Welke ambitie heeft de hoogleraar op dat punt? ‘Mijn ambitie is om een eigentijds gezicht aan christelijk pedagogisch denken te geven. Sinds de verlichting kennen we twee hoofdstromingen in de pedagogiek. In de eerste staat de mens centraal; hoe kunnen we die tot ontplooiing brengen? In de tweede is de vraag leidend hoe we de wereld kunnen beheersen; de ontwikkeling van wetenschap en techniek in het onderwijs. In de twintigste eeuw zien we dat die tweede stroming, de maakbaarheidsgedachte, heel dominant is geworden in het onderwijs. Ten opzichte van deze stromingen moeten we een eigen weg zoeken. De eerste, die ik de relationele stroming noem, heeft veel minder aandacht gekregen. Hoogleraar Gert Biesta is degene die recent en met succes weer aandacht heeft gevraagd voor de relationele kant van de pedagogiek. Daar zal ik mij vooral bij aansluiten.’

Belijdenis

Volgens De Muynck is er tussen algemene pedagogiek en christelijke pedagogiek een groot verschil. ‘Christelijke pedagogiek moet zich verbinden aan een belijdenis. Feitelijk wordt daardoor de scope van de pedagogiek heel gericht. In het christelijk onderwijs wordt een boodschap overgebracht die uniek is. Dat heeft gevolgen voor je pedagogische relatie. Ook hoort in de christelijke pedagogiek de notie thuis dat je niet alles in de hand hebt. De relatie tussen opvoeder en kind blijft een geheim. Ook het resultaat van de opvoeding is een geheim. De beheersmatige benadering mag daarin niet gaan overheersen, zoals in onze tijd veel gebeurt.’ Daarnaast wil De Muynck graag benadrukken dat het heel gereformeerd is om gebruik te maken van wat andere pedagogen hebben bedacht. ‘Calvijn deed dat ook volop. We hebben een unieke belijdenis, maar gebruiken met dankbaarheid wat al bedacht is; wellicht ook door denkers die wat verder bij ons vandaan staan. Je moet er kritisch naar kijken, maar christelijk denken is altijd cultuurkritisch. In ons handboek willen we laten zien dat er een beweging is van gezond christelijk denken waarin ook kritisch naar de eigen praktijk wordt gekeken. Zelfkritiek en cultuurkritiek, dat is de opdracht voor het christelijk onderwijs.’

Op je hoede

‘Christelijke pedagogiek is fijnzinnig. Ik bedoel daarmee dat je niet heel gemakkelijk zwart-wit-uitspraken kunt doen. Soms moet je dingen honoreren die je vanuit je overtuiging niet gelijk zou overnemen. Dat is bijvoorbeeld zo bij positieve psychologie. Intuïtiefvoel ik me daar niet bij thuis, maar bij nauwkeurige beschouwing heeft dit denken te maken met dingen die God in de schepping heeft gelegd. Soms wordt het denken in kernkwaliteiten verabsoluteerd, waardoor het zicht op zonde en morele verantwoordelijkheid verdwijnt. Moet het daarmee overboord worden gegooid? Natuurlijk niet. Je aanvaardt de positieve dingen met dankbaarheid, maar je bent ook altijd op je hoede. We zijn belijders van Christus, dus je moet behoedzaam opereren richting dat wat zich aan je voordoet. De armoede is dat praktijkwerkers soms een trucje aangereikt krijgen zonder dat ze daar een kritische reflectie op hoeven te geven. Dat werkt voor een poosje, maar de schaduwkant komt dan pas later aan het licht.’

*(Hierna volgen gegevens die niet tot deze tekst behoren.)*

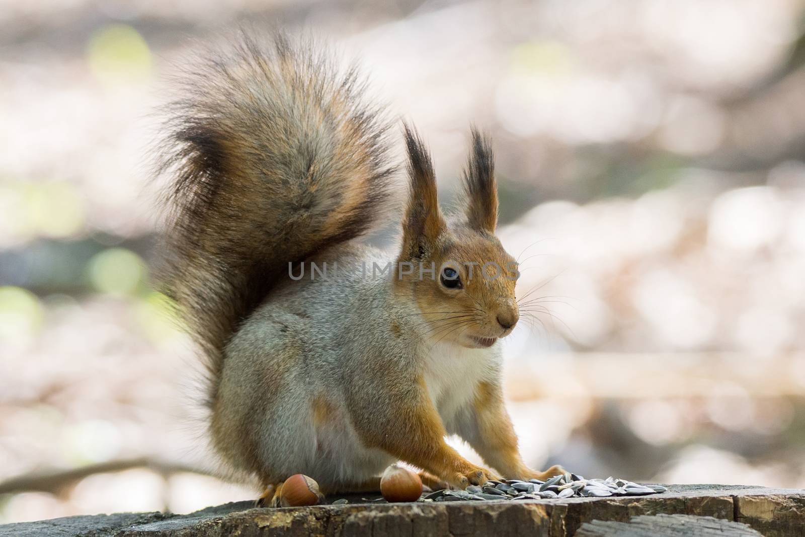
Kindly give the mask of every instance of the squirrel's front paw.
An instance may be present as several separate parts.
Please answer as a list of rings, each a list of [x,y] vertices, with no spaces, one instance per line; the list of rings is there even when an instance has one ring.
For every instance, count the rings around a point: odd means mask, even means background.
[[[517,479],[539,479],[539,481],[543,481],[555,476],[560,476],[567,473],[568,470],[564,469],[559,465],[554,465],[544,472],[536,472],[530,468],[526,468],[523,469],[522,471],[518,473],[520,475],[511,477]]]
[[[489,481],[500,480],[500,476],[491,470],[472,465],[467,465],[466,468],[460,469],[452,478],[447,479],[451,485],[462,489],[470,485],[483,485]]]

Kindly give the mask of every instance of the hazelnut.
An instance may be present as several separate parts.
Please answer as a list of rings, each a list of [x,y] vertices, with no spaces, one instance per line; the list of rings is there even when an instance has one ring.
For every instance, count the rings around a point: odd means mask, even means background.
[[[301,473],[295,473],[286,479],[279,491],[279,505],[283,507],[315,506],[324,500],[319,484]]]
[[[391,465],[380,479],[380,493],[386,502],[415,502],[422,494],[422,479],[411,470]]]

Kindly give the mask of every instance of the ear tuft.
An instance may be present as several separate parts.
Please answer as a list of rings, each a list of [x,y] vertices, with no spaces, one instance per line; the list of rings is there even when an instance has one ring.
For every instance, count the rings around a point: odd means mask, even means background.
[[[492,142],[472,128],[473,145],[464,171],[466,214],[470,227],[494,233],[497,225],[497,183]]]
[[[416,130],[404,125],[408,153],[411,192],[403,221],[402,252],[406,259],[422,257],[444,230],[444,219],[439,209],[436,177],[431,155]]]

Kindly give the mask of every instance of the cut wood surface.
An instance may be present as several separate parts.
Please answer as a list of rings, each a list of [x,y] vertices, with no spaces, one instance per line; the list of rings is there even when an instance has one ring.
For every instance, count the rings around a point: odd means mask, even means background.
[[[629,522],[585,522],[576,537],[761,537],[746,524],[691,514],[642,514]]]
[[[634,517],[657,514],[712,517],[721,522],[708,523],[710,529],[718,527],[714,526],[716,523],[729,528],[718,535],[759,534],[766,537],[805,535],[805,490],[724,485],[671,485],[668,488],[667,493],[651,496],[560,500],[385,504],[363,502],[359,497],[346,497],[350,502],[345,505],[282,509],[254,508],[251,502],[241,502],[190,514],[124,513],[8,524],[0,526],[0,535],[629,535],[633,534],[589,531],[603,531],[601,528],[605,527],[601,523],[629,523],[634,526]],[[639,520],[634,527],[644,523]],[[733,522],[745,527],[727,525]],[[589,523],[583,526],[585,523]],[[660,523],[653,523],[656,526]],[[696,527],[691,524],[688,529],[693,531]],[[704,522],[699,525],[701,528],[698,529],[703,531],[705,529],[702,528],[708,528]],[[747,527],[757,533],[747,533]],[[737,533],[739,530],[735,528],[741,528],[740,531],[744,533]]]

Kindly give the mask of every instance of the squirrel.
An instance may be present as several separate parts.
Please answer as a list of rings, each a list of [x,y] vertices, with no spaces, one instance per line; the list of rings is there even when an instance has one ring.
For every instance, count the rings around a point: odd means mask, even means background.
[[[405,125],[402,241],[383,251],[361,239],[394,200],[390,122],[357,70],[315,43],[243,34],[184,75],[160,151],[163,279],[206,357],[228,466],[273,505],[293,474],[324,494],[378,490],[396,461],[461,489],[564,473],[526,465],[504,406],[498,340],[518,320],[518,274],[494,234],[489,138],[473,128],[461,210],[445,216]],[[355,270],[299,278],[306,263]],[[367,263],[392,270],[357,277]]]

‘Mijn ambitie is om een eigentijds gezicht aan christelijk pedagogisch denken te geven’

Bram de Muynck


Internationaal

‘Dit ga ik natuurlijk niet allemaal alleen beetpakken’, vervolgt De Muynck. ‘Er hebben al promovendi bij mij gemeld die promotieonderzoek gaan doen op deelonderwerpen. Heel bijzonder dat ze zich spontaan melden! Daarnaast werk ik binnen Driestar educatief intensief samen met Bram Kunz en binnen de TUA met professor Maarten Kater.’ Ook op internationaal niveau heeft de hoogleraar promovendi aan zich weten te binden. ‘Het betreft mensen uit Canada, Frankrijk, Burkina Faso en Zuid-Korea.’ De Muynck wil twee lijnen in zijn onderzoek en in het uiteindelijke handboek aanbrengen. ‘De eerste lijn is het theoretisch-pedagogisch perspectief. Binnen die lijn wil ik in gesprek gaan met denkers uit de rijke christelijke traditie, zoals Luther en Calvijn, en daarnaast met hedendaagse pedagogen als Gert Biesta, Micha de Winter, Siebren Miedema en Paul Verhagen uit België. De tweede lijn is het doen van empirisch onderzoek. Hoe gebeuren de dingen nu eigenlijk? Hoe is de relatie tussen docent en leerling? Is de docent nog iden-tificatiefiguur? Welke invloed heeft de dominantie van de moderne media op de agogische relatie tussen leraar en leerling? En wat kunnen we hieraan doen? Dat soort vragen. Het onderzoek moet dingen helder maken en het liefst ook een probleem oplossen.’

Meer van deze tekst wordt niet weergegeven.